Time dimension - What should the key be?

We are currently implementing a data warehouse and the design of the time dimension was recently being done.

Firstly it was agreed that day and time should be split out. Combining the two into one dimension is nuts your dimension would be huge and unworkable.

So considering the day dimension what should the key be.

There are a number of options

1. No surrogate key just use the date (with no time component as we don't have a date datatype yet)
2. Use a generated surrogate key i.e. an identity column
3. Convert the datetime to an integer. As the decimal portion of a datetime represents the time, if you remove it then you have a number that represents the day.
4. Use an integer representation of the date as a string i.e. 1 july 2007 becomes 20070601

I am sure there are others we just considered the above.

The following are the pros and cons of each.

1.
Is simple because you don't have to translate the date in your ETL (if you don't have time in your datetimes). However a datetime is 8 bytes compared to a 4 byte integer.

2.
This requires you to lookup the relevant key in your ETL and has no meaning when used in queries so to get the date you always have to join to the time dimension. This can use a smallint, but do you realy need it

3.
This is simple because you can obtain the integer and remove the time component easily by doing floor(cast(datecol as float)). However you are basing your key on the internal representation of a datetime in SQL Server, an example of the problems you have with this is using this number in Excel. Excel starts at 31 Dec 1899 not 1 Jan 1900 and also has a different leap year at some point, which means your dates can be 2 days out. In addition to get the date information you need you need to join to the time dimension or convert the number to a datetime.

4.
This is also simple to calculate by doing, cast(convert(char(8),@d ,112) as int). Ok so the overhead is greater than 3, however the calculation still takes .00059ms compared to 0.00017ms for 3.
The big benefit is that the key is a meaningful value that makes it much easier to query.

So option 4 is my preferred route and having spoke to a number of fellow MVPs they all agreed that whilst meaningful surrogate keys are something to be avoided, this is one case where the rule should be broken.



-
Published Tuesday, June 26, 2007 9:04 AM by simonsabin

Comments

Tuesday, June 26, 2007 2:12 PM by Simon Sabin

# Re: Time dimension - What should the key be?

Thanks to Natalia in my team for highlighting that a better way is to use

year(@d)*10000 + month(@d) * 100 + day(@d)

Tuesday, June 26, 2007 7:18 PM by AdamMachanic

# re: Time dimension - What should the key be?

If it's just a date, why not use SMALLDATETIME?  Then you get the advantage of 4 bytes along with the advantages of a meaningful key and no translation.

Tuesday, June 26, 2007 9:18 PM by simonsabin

# re: Time dimension - What should the key be?

smalldatetime is limited to 2079, I personally don't like the limitation. What is needed is a date datatype :)

Wednesday, June 27, 2007 3:21 AM by dgosbell

# re: Time dimension - What should the key be?

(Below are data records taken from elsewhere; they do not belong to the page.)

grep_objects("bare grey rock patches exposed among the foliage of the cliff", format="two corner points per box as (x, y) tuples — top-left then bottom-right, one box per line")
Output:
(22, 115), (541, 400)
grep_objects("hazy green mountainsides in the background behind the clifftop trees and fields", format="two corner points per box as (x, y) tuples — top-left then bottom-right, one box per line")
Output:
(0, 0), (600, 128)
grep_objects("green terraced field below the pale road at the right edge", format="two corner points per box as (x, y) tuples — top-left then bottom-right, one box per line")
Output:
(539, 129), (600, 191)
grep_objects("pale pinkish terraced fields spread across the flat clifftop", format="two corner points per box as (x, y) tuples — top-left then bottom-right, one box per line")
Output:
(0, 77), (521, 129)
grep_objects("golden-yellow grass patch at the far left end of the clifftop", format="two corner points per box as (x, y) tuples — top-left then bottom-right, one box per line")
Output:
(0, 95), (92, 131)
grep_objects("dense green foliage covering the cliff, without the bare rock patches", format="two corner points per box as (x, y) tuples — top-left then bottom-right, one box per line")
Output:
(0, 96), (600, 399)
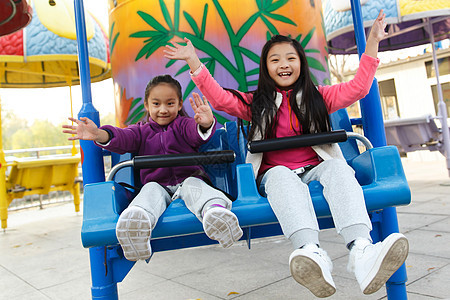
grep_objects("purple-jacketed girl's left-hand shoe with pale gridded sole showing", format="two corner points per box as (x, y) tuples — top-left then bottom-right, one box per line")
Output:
(116, 206), (152, 261)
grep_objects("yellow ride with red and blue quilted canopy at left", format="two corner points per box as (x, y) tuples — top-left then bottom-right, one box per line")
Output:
(0, 0), (111, 230)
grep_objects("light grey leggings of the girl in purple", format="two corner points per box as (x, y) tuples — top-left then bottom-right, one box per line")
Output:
(126, 177), (232, 229)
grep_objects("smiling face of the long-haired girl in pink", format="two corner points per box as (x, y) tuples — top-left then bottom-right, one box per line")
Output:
(266, 43), (301, 90)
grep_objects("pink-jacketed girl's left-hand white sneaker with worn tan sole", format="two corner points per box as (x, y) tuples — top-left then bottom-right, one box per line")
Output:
(289, 244), (336, 298)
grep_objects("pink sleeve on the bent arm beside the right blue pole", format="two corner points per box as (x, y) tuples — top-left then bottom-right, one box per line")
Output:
(318, 54), (380, 114)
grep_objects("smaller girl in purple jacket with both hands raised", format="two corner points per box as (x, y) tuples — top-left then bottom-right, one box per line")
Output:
(63, 75), (242, 261)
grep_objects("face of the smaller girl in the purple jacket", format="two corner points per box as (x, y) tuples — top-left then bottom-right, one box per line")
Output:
(144, 83), (183, 126)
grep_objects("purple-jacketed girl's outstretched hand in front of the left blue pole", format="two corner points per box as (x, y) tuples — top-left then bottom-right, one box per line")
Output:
(62, 117), (109, 143)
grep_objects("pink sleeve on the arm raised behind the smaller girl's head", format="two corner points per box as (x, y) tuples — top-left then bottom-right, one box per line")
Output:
(191, 67), (253, 121)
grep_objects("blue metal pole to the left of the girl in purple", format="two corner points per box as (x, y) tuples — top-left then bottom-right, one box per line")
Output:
(74, 0), (112, 300)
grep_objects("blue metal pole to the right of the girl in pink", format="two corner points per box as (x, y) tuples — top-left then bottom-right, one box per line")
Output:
(350, 0), (407, 300)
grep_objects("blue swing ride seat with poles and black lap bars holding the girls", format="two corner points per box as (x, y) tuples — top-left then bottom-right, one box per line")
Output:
(4, 0), (450, 299)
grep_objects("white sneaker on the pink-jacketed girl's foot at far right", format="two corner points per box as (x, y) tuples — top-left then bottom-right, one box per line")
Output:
(347, 233), (409, 295)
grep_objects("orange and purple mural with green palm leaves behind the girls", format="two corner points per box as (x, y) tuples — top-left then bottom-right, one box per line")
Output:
(109, 0), (330, 127)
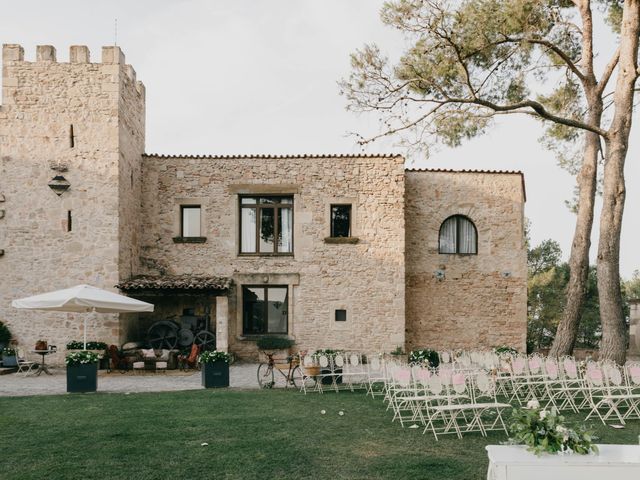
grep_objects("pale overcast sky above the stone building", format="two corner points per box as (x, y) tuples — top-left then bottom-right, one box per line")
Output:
(0, 0), (640, 277)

Option 4 is what I normally use too. Dates are the *only* dimension where I use meaningful keys, it makes so many things easier and it is the one type of data where you can guarantee that the "business key" will never change.

Thursday, June 28, 2007 2:01 PM by furmangg

# re: Time dimension - What should the key be?

When I was first learning data warehousing, I was very tempted to just use a datetime or smalldatetime field in my fact tables. The thing that convinced me was when I saw the need for non-date date members. For instance, you almost always have a -1 DateKey which means Unknown. Maybe you have a -2 DateKey which means N/A. And you can also insert other rows which mean things like "before the first date we're tracking" or "after the last date we're tracking" or whatever you want. So definitely use a surrogate key int. And I agree it should be meaningful for real dates.